Quantum Sensing: Atomic Advantage: Accelerating U.S. Quantum Sensing for Next-Generation PNT by CNAS — Dr. Constanza Vidal Bustamante’s 2025 report flagging quantum sensing as the most mature quantum technology today, with near-term national security and commercial applications in GPS-resilient navigation — an adjacent but urgent defense priority for governments globally. Constanza rocks.
The Quantum-Classical Divide: Are the Mysteries of Quantum Mechanics Beginning to Dissolve? by Philip Ball, Quanta Magazine (February 2026) — A fun look at Wojciech Zurek’s decades-long program to explain how the quantum world becomes the classical one. Zurek argues that entanglement with the environment “selects” which quantum states survive into observable reality — a kind of Darwinian process that may finally explain quantum weirdness without invoking parallel universes or conscious observers collapsing wave functions.
Systems Engineering Bottlenecks: Computer Science Challenges in Quantum Computing: Early Fault-Tolerance and Beyond by Jens Palsberg et al., IEEE Quantum Week (2025) — A 90-person community report arguing that the primary bottleneck in quantum computing is shifting from physics to computer science — compilers, architectures, and system integration. Notable for its candid assessment that industry roadmaps should be read as “aspirational, not predictive,” and its identification of the dequantization arms race, where classical algorithms repeatedly match claimed quantum speedups.
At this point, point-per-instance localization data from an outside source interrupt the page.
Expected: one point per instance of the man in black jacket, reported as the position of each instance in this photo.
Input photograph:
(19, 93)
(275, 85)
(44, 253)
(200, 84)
Further reading if curious:
When We Cease to Understand the World by Benjamín Labatut (2021) — It’s been a while since I read this, but it’s a classic. Shortlisted for the International Booker Prize and a NYT Top 10 book, a blend of (mostly) fact and fiction to tell the stories of Heisenberg, Schrödinger, Haber, and Grothendieck . The closest thing to being in the mind of a physicist navigating the implications of quantum, genius, madness, and destruction their work has and will cause.
Introduction to Special Issue on the Early History of Nuclear Fusion by M. B. Chadwick and B. Cameron Reed, Fusion Science and Technology (2024). Not really germane to new modern quantum tech but felt very ChinaTalk! Mark is a lovely human and the archives at LANL he has access to are fascinating.